Although the tea plantation industry in the country has been raising serious concerns about the import of tea despite India being a net exporter, the outgo on tea imports in calendar 2021 was less than the previous year, reveals our analysis of the latest data available with the Tea Board.

Volume-wise, India imported 25.90 million kg (mkg) in 2021 against 23.79 mkg in 2020, marking an increase of 8.87 per cent.

However, India paid, on an average, ₹145.19 a kg to import this tea against ₹172.06 in 2020.  This payment of ₹26.87 less per kg marked a decline in price of 15.66 per cent.

As only 2.11 mkg more volume was imported at a substantially lower price, the outgo on India’s tea import bill dropped to ₹376.03 crore from ₹409.34 crore in the previous year. This meant a saving of ₹33.31 crore or 8.14 per cent in the import bill.

This essentially happened because of a fall in price in the global market in dollar terms.  The price dropped to $1.96 a kg from $3.32 a kg in 2020. Consequently, the imported tea’s value dropped to $50.87 million from $ 55.21 million.

Nevertheless, the import of 25.90 mkg in 2021 was the highest volume imported in recent many years.

“More importantly, what is the need for import when there is no shortage in the country.  Teas had come in from Kenya, Nepal and Vietnam besides some trading countries which don’t produce tea at all.  Importers contend that these teas are cheap and used for blending with the Indian teas and re-exported but in reality, most such teas get into the Indian market distorting our supply-demand equation and hitting prices adversely”, Tea Board former Member S Ramu told BusinessLine.   

WTO tariffs

The United Planters’ Association of Southern India (UPASI) has pointed out to the Government of India that different tariffs are made applicable for importing tea under WTO and various Free Trade Agreements (FTA).  While WTO imposes 100 per cent import duty on tea, it gets reduced to 45 per cent under ASEAN and 7.5 per cent under Indo-Sri Lanka bilateral agreement, subject to certain conditions, points out UPASI Secretary R Sanjith.

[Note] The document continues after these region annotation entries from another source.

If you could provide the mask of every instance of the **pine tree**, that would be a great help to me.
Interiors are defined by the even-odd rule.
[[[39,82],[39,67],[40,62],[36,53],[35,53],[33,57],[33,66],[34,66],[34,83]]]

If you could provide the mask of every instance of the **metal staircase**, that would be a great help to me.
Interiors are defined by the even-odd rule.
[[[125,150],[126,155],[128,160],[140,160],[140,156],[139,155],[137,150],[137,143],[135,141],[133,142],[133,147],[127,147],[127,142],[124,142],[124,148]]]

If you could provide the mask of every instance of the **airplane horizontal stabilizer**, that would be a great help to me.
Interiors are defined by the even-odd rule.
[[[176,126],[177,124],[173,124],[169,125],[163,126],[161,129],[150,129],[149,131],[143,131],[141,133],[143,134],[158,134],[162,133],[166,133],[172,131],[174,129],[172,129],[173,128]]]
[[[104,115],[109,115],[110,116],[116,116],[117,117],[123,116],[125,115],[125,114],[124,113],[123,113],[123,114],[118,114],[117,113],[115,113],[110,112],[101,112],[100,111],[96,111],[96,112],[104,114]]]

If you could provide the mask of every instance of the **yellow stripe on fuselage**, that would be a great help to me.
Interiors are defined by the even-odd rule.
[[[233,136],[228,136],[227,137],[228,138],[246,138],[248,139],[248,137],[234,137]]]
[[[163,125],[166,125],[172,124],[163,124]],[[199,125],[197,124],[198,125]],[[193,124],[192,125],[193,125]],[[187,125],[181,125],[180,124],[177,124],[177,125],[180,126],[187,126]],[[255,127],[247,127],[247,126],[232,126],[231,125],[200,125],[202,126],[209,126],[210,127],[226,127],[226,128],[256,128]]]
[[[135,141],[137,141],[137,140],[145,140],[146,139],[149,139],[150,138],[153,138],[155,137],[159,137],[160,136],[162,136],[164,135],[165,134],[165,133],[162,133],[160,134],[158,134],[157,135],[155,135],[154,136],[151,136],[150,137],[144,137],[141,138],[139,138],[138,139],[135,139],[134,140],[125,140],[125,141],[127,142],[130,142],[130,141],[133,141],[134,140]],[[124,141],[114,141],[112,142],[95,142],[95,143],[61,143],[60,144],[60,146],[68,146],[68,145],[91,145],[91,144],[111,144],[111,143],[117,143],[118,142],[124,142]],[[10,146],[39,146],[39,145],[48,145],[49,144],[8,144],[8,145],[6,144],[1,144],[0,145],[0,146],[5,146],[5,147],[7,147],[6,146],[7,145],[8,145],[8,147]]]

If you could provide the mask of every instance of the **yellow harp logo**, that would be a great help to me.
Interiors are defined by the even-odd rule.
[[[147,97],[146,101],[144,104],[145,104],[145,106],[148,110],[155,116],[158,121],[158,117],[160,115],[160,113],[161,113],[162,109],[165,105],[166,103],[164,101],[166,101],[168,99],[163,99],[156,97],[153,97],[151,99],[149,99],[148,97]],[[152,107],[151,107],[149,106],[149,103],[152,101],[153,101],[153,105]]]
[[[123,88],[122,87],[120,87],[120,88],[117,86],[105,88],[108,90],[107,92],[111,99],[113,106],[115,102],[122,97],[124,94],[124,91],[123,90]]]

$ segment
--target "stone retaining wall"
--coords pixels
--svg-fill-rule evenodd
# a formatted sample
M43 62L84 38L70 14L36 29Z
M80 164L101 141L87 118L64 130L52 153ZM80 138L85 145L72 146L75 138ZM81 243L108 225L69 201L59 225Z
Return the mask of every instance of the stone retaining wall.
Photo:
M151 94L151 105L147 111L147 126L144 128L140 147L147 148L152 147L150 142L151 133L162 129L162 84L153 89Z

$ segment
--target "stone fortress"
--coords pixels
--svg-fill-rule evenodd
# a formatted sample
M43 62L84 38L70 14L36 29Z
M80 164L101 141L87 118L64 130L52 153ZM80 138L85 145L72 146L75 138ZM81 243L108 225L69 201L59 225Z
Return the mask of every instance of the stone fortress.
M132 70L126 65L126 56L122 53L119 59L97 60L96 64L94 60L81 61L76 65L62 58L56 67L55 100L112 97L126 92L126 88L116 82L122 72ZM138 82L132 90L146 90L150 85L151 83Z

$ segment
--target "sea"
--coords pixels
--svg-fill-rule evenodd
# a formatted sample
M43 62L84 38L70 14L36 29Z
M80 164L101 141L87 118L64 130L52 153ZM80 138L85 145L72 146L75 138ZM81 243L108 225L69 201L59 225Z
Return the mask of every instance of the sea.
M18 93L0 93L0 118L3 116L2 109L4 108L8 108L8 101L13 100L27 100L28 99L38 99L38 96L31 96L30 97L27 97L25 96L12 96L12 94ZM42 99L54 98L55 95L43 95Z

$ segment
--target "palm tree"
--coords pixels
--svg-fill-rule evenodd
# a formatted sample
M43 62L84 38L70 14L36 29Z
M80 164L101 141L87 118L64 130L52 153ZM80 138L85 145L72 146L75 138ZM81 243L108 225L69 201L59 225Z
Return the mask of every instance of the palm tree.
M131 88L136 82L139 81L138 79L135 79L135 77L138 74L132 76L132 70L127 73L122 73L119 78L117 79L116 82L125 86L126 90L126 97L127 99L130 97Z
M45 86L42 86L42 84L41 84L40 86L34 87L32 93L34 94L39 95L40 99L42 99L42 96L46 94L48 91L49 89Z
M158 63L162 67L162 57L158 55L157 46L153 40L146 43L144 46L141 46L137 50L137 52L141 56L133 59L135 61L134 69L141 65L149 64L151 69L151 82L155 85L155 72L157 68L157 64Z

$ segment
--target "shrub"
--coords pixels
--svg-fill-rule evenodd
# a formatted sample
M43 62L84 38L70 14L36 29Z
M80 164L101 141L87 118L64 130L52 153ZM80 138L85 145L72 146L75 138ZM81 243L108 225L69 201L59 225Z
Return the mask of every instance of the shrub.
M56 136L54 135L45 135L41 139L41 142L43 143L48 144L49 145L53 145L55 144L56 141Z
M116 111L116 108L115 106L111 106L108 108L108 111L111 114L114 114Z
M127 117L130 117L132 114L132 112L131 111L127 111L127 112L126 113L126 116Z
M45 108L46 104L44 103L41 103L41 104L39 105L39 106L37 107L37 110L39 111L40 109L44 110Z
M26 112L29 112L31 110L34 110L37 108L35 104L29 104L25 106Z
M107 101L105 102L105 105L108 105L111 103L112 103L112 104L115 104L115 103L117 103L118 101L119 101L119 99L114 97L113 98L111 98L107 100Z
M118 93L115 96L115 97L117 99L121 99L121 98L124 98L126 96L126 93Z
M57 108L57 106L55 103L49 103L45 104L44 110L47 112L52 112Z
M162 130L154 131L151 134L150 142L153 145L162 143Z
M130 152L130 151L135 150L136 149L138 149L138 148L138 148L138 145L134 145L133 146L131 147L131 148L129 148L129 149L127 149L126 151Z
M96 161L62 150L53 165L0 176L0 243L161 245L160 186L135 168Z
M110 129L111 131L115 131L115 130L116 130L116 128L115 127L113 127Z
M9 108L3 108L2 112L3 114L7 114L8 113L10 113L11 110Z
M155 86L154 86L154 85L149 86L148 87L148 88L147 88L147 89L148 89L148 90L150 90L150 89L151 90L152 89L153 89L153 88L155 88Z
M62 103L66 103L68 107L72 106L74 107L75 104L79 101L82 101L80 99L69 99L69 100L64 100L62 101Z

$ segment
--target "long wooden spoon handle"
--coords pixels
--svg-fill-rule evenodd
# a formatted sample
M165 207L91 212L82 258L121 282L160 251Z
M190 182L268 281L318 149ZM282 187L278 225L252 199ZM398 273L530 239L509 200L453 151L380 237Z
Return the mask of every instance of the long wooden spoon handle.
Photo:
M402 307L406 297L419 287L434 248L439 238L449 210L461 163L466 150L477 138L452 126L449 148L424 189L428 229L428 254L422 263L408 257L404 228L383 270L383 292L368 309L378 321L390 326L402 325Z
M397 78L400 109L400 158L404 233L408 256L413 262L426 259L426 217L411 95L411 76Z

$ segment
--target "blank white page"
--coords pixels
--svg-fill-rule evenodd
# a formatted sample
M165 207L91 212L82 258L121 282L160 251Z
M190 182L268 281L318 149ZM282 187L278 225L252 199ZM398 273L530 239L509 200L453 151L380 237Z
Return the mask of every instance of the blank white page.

“It is important that no fresh trade commitments impacting plantation sector should be entertained including renewal of existing trade agreements. There is need for proper monitoring mechanism and implementation of rules on country of origin so that no third country takes advantage of the FTA”, he said.

In any case, import cannot be totally banned in the post-WTO era which operates under the ‘Global Village’ concept where free movement of goods is to be encouraged.  Besides tariffs, the injured nations can move the safety valves inside WTO to protect their interests, a Tea Board official said.